Convulsive therapy is the deliberate and controlled induction of a seizure or other disturbance of brain function for the purpose of psychiatric treatment. Convulsive therapy attempts to produce this state artificially and under controlled conditions, on the premise that seizures can induce improvement in the patient's mental state once the patient recovers.
History
Physicians have noticed for thousands of years that a person's mental state sometimes changes dramatically following recovery from a seizure whether induced by a head injury, an intense febrile illness such as malaria, or chemically induced loss of consciousness or convulsions. In the time of the Roman Empire, for instance, electric fish were used to provide electric shocks to ill patients. For example, Scribonius Largus used it in AD 47 for treating persistent headaches. It is said that the Emperor Claudius himself was one of his patients.
Other instances of medical use of convulsive therapy were Paracelsus, who used seizures induced by camphor to treat psychosis in the 16th century; Drs. Jean LeRoy (France, 1745), Robert Whytt (London, 1751) and Leonard Yealland (London, 1917), all of whom used weak (non-convulsive) faradic electrical shocks to treat various "nervous, hypochondriac, or hysteric" cases as well as men suffering "shell-shock."
The rationale which supported the convulsive treatment strategy may also have been partly related to the 18th century rational in medicine which saw the 'breaking of the will' of the patient as necessary to cure insane persons.
With the rise of more biological explanations for mental disease at the end of the 19th century, the search for biological treatments also increased. In a short decade between the 1920s and the 1930s, several methods were developed by scientists who started to experiment with seizure-inducing techniques. Due to the absence of any effective therapeutic approaches to mental disease, and because it sometimes lead to remarkable immediately observable changes in patients, in the next two or three decades convulsive therapy became one of the most widely used tools of psychiatry. Hundreds of thousands of patients were subjected to it, including many important personalities, such as writers Ernest Hemingway and Janet Frame, poets Sylvia Plath and Robert Lowell, performer Paul Robeson, rock star Lou Reed, film actresses Frances Farmer, Vivien Leigh, Clara Bow and Gene Tierney, pianists Vladimir Horowitz and Oscar Levant, talk show host Dick Cavett, mathematician John Forbes Nash, author and philosopher Robert Pirsig and politician Thomas Eagleton.
Though popular in the first half of the 20th century, most convulsive therapies are now considered ineffective or too risky for general use. Only electroconvulsive therapy- also referred to as ECT- is still used today.

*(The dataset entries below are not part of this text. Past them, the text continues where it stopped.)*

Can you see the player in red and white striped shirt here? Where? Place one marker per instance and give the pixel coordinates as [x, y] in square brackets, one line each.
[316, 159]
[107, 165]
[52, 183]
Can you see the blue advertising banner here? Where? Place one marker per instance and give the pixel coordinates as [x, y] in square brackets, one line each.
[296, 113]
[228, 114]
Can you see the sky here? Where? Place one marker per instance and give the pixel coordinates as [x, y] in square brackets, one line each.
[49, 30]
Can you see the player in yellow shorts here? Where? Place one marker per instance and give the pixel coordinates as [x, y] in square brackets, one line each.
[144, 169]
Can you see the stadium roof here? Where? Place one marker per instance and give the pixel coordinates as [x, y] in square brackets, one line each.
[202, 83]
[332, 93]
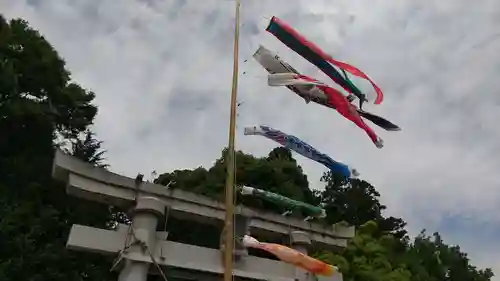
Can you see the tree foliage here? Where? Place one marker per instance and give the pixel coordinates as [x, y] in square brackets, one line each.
[39, 106]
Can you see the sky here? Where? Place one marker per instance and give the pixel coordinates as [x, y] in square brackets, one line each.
[162, 71]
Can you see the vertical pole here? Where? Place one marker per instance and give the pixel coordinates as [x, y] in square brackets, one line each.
[230, 161]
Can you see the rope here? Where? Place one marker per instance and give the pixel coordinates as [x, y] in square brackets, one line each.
[131, 233]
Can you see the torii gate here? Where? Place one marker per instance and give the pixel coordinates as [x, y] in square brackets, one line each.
[184, 261]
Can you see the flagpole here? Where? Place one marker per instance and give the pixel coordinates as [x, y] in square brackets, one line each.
[230, 159]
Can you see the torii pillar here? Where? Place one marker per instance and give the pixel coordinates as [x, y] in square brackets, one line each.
[144, 223]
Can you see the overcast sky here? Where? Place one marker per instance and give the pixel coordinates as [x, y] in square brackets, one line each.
[162, 74]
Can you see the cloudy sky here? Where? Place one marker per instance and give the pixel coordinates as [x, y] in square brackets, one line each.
[161, 70]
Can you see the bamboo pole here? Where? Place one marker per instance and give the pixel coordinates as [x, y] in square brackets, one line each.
[230, 159]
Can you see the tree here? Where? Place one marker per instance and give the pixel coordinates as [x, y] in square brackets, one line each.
[40, 108]
[367, 258]
[38, 104]
[89, 149]
[357, 203]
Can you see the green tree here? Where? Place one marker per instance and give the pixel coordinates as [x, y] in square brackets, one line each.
[37, 104]
[368, 258]
[356, 203]
[89, 149]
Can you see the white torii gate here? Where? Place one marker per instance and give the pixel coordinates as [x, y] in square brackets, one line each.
[152, 250]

It is reserved for particularly severe, treatment-resistant and life-threatening mental illness.
Methods
Various types of convulsive therapy were common until the mid or late 20th century. However, doubts over long-term benefits, ethical concerns, and advances in psychiatric drugs, psychotherapies and supportive services led to decreased use. Under this definition of convulsive therapy, which excludes similar treatments involving the passage of current through the body for therapeutic ends such as cardioversion and defibrillation, electroconvulsive therapy is the only type of convulsive therapy still practiced in the 21st century, though controversial and intended to be mainly restricted to severe cases of depression and bipolar disorder which have not responded to other kinds of therapies.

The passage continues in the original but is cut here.